The Wee Man (2013)
Director: Ray Burdis
Cast: Martin Compston, Patrick Bergin, John Hannah
Synopsis: The true-life story of Paul Ferris.
While The Wee Man, writer-director Ray Burdis’s first movie in thirteen years, provides an entertaining, well-acted slice of Glaswegian gangster life, his choice of subject matter and the painfully obvious bias of the storyline can only leave any informed audience with a nasty taste in the mouth. Paul Ferris, upon whose autobiography the movie is based, was a vicious career criminal, charged at various times with the murder of seven people, and yet Burdis’s script paints a portrait of him as a basically decent man who finds himself sucked into a life of crime after he finally works up the courage to defend himself against a gang of brothers who had persecuted him since childhood. Even this act of violence is softened by having it take place while the brothers are in the process of raping a young woman, and from then on, despite confessing to his sister that he enjoyed the violence, he is almost always shown to be a reluctant practitioner.
The film opens in the 1970s, when Ferris was a young boy (Daniel Kerr) growing up on a tough Glasgow council estate. From his bedroom window he sees three uniformed police officers viciously beat a man, an incident which establishes the blurred lines between right and wrong, good and bad, and essentially explaining how easy it is for good people to drift into bad lives. His kindly father gives him three rules to live his life by: beware of strangers, stay loyal to loved ones, and be a lion not a lamb. However, through most of his childhood Ferris is bullied by the near-feral Banks brothers, and it’s only after years of provocation that he finally gives them a taste of their own medicine. Just what his decent father thinks of this is never explored as he more or less disappears for the remainder of the movie. In fact, Ferris never has to face up to any kind of dissection of why he becomes the man he does, other than a moment of self-analysis when he states his desire to escape his life of crime because he fears he has become the type of bully he despised as a child.

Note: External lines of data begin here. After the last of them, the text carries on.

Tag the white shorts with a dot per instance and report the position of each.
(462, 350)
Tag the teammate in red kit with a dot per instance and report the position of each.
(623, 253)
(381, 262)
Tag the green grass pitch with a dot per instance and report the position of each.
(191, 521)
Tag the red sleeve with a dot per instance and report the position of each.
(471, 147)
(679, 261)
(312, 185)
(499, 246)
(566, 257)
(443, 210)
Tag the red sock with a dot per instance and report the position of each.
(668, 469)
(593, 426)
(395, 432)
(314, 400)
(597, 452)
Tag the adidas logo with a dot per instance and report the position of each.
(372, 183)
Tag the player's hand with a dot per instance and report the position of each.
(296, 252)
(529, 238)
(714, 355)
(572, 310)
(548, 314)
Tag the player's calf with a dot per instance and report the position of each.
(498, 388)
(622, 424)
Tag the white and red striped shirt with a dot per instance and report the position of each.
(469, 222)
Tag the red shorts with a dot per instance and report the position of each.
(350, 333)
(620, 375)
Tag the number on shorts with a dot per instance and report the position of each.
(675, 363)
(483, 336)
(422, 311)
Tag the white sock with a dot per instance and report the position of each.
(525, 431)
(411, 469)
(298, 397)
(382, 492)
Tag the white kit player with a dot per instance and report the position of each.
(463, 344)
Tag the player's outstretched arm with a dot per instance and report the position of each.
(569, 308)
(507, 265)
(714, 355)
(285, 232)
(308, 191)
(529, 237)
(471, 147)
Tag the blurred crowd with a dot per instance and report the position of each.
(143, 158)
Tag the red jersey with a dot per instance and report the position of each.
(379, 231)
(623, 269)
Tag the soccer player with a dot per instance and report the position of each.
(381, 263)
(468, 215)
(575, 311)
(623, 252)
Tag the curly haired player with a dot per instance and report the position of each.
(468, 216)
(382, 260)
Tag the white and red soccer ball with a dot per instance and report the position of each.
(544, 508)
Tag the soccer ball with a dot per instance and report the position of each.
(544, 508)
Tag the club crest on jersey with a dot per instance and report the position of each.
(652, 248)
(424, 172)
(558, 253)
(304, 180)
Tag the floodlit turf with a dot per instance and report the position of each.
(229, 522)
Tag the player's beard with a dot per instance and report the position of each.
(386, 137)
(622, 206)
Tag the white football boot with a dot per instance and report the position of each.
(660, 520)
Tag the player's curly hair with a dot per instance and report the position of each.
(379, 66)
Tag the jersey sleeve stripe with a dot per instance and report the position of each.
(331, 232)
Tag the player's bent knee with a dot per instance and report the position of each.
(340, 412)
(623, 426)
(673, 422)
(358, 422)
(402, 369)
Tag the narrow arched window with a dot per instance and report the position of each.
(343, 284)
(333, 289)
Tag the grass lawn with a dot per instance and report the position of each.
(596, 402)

By now, the role of Ferris has been assumed by Martin Compston, who delivers the best performance in a movie that’s filled with them. Following his release from prison, Ferris is working for Arthur Thompson, Glasgow’s notorious crime boss, and ruffling the feathers of Arthur’s son, Junior (Stephen McCole — another superb performance), a drug-addicted bully whose cowardly streak is disguised by arrogant bluster. When Junior feels that Ferris is replacing him as his father’s number two, he decides to usurp Arthur and eliminate Ferris. He’s encouraged in his subterfuge by Tam ‘The Licensee’ McGraw (John Hannah), a Machiavellian rival gangster who sees the unrest in the Thompson camp as a means of strengthening his own position in the Glasgow underworld. This intrigue eventually culminates in a violent and costly gang war.
The Wee Man is a solidly crafted gangster movie which stands head-and-shoulders above the majority of the slew of British gangster flicks released in the past ten years. If viewed as fiction — which it surely is — it provides an absorbing insight into a way of criminal life which is the antithesis of so many similar movies which are played out in swanky nightclubs and plush penthouses. Here, the crime lord’s office is the snug bar of the local spit-and-sawdust pub, and the lives and business of these wealthy criminals are located firmly in the heart of the working class haunts. It does, however, feel like an elaborate public relations exercise for a man who, by most accounts, appears to be a deeply unpleasant individual, and this is a fact which understandably appears to have coloured many views and opinions of the movie, and which undoubtedly weakens the movie as a whole.